It was a tongue. That’s the first thing I saw, rubbery and purplish and not quite human. It was longer, animal-like, twisted inside a ziplock bag and coated in frost. And it wasn’t alone; the freezer was filled with hunks of flesh, some in clear bags, some bigger chunks in pink-stained white paper.


Butcher paper. White apron.


“Well, I think it’s obvious,” said John. “Those stories of UFOs that go around mutilating cows? I think we just solved it, my friend.”


I sighed.


“It’s a deer, you jackass. Her dad hunts, apparently. They keep the meat.”


I nudged around and found a frozen turkey, some sausages. I closed the lid to the fridge, feeling stupid, though not for the reason I should have felt stupid. I wasn’t thinking. Too late at night, too little sleep.


John started poking around in cabinets. I glanced around for the boom box, realizing now that we hadn’t brought it down here. Why did that bother me? It was upstairs with Shelly, right?


“Hey, Dave. You remember that guy whose basement got flooded, then called us and swore he had a fifteen-foot great white shark swimmin’ down there?”

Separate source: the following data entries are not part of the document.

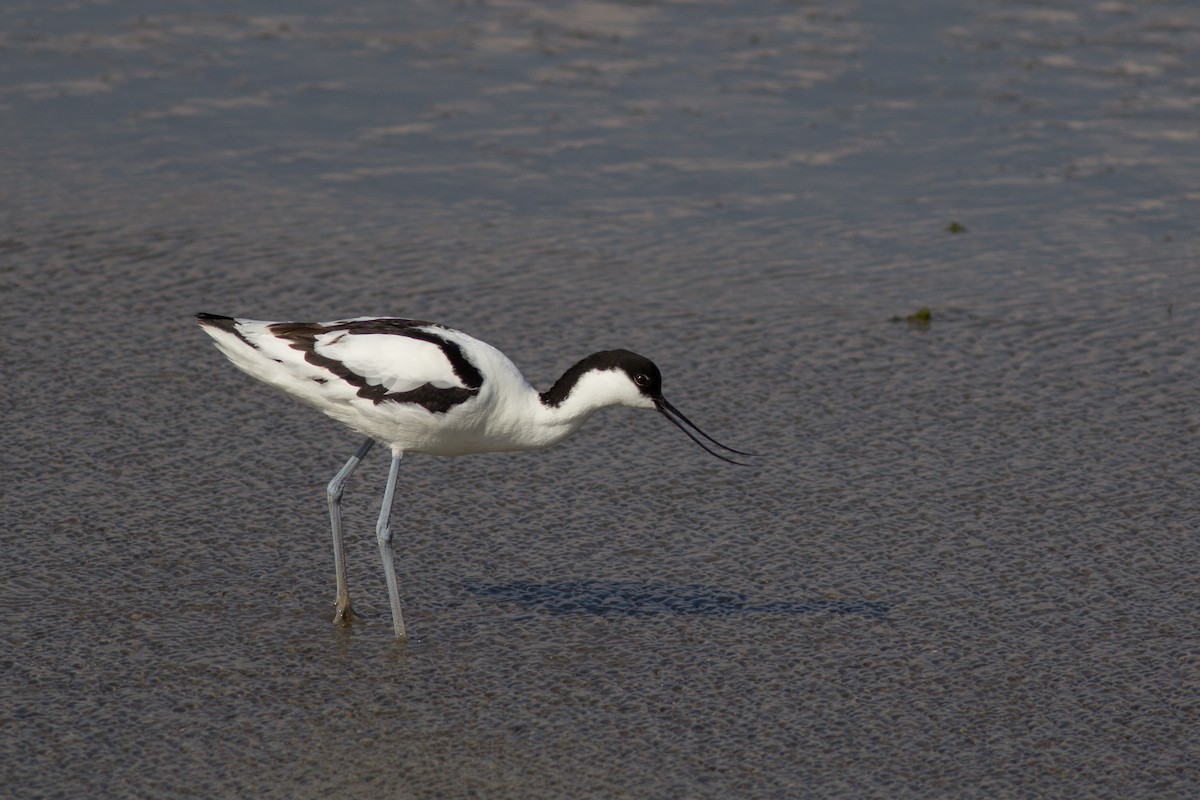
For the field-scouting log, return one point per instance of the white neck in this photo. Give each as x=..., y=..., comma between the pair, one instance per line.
x=540, y=425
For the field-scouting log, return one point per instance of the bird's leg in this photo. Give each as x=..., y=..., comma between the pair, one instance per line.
x=345, y=614
x=383, y=533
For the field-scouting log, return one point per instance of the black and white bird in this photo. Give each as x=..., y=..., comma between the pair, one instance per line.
x=421, y=388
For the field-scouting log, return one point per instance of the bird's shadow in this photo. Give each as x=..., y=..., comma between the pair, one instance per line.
x=645, y=599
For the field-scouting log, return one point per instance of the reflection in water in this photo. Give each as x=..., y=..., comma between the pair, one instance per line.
x=643, y=599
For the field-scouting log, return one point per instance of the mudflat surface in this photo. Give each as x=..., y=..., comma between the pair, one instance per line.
x=966, y=565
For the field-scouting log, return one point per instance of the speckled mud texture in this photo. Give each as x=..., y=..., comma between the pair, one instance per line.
x=966, y=567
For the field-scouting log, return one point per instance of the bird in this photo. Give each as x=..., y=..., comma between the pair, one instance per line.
x=424, y=388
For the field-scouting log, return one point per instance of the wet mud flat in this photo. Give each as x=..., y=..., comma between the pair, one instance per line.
x=966, y=567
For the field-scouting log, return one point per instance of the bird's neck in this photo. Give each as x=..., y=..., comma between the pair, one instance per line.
x=561, y=410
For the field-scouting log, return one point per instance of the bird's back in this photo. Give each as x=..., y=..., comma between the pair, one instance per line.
x=415, y=385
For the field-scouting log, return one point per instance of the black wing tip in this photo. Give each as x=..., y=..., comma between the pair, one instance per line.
x=219, y=322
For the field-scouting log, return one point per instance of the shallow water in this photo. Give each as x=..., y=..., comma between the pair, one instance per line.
x=965, y=567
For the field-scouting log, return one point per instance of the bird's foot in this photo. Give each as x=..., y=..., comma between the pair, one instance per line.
x=343, y=615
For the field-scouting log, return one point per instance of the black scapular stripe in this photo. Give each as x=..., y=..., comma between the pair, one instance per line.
x=303, y=336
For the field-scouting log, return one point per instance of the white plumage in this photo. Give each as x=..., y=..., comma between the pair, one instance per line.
x=424, y=388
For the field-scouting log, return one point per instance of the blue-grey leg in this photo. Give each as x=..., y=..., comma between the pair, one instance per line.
x=345, y=614
x=383, y=533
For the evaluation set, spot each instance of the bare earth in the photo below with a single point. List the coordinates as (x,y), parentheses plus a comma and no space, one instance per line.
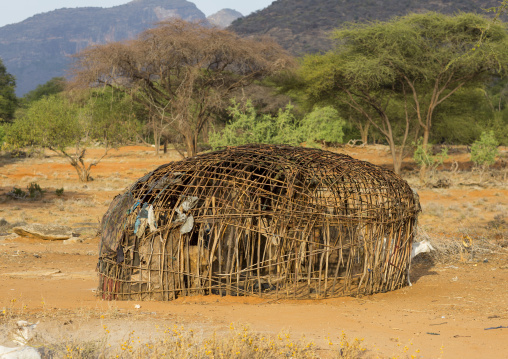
(446,313)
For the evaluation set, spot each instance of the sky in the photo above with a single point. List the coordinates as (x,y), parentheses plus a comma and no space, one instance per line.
(12,11)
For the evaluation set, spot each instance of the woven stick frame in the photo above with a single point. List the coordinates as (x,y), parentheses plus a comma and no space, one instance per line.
(258,220)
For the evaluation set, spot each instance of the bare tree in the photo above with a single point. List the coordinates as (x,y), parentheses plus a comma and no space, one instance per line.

I did remember but didn’t answer, afraid of losing that thread of thought that kept floating just out of reach like a wayward balloon on a windy day. Besides, when we got there, it wasn’t a great white at all. Just a garden-variety eight-foot tiger shark. We told the guy to wait until the basement dried out and call us back. When the water left, so did the shark, as if it evaporated or seeped out the tiny cracks in the concrete.


Think. Damned attention span. Something is wrong here.


I tried to pull myself back from my tangent, thinking of the boom box again. John had found it at a garage sale. There’s a story in the Old Testament, a young David driving away an evil spirit by playing pretty music on his harp—


Wait a second.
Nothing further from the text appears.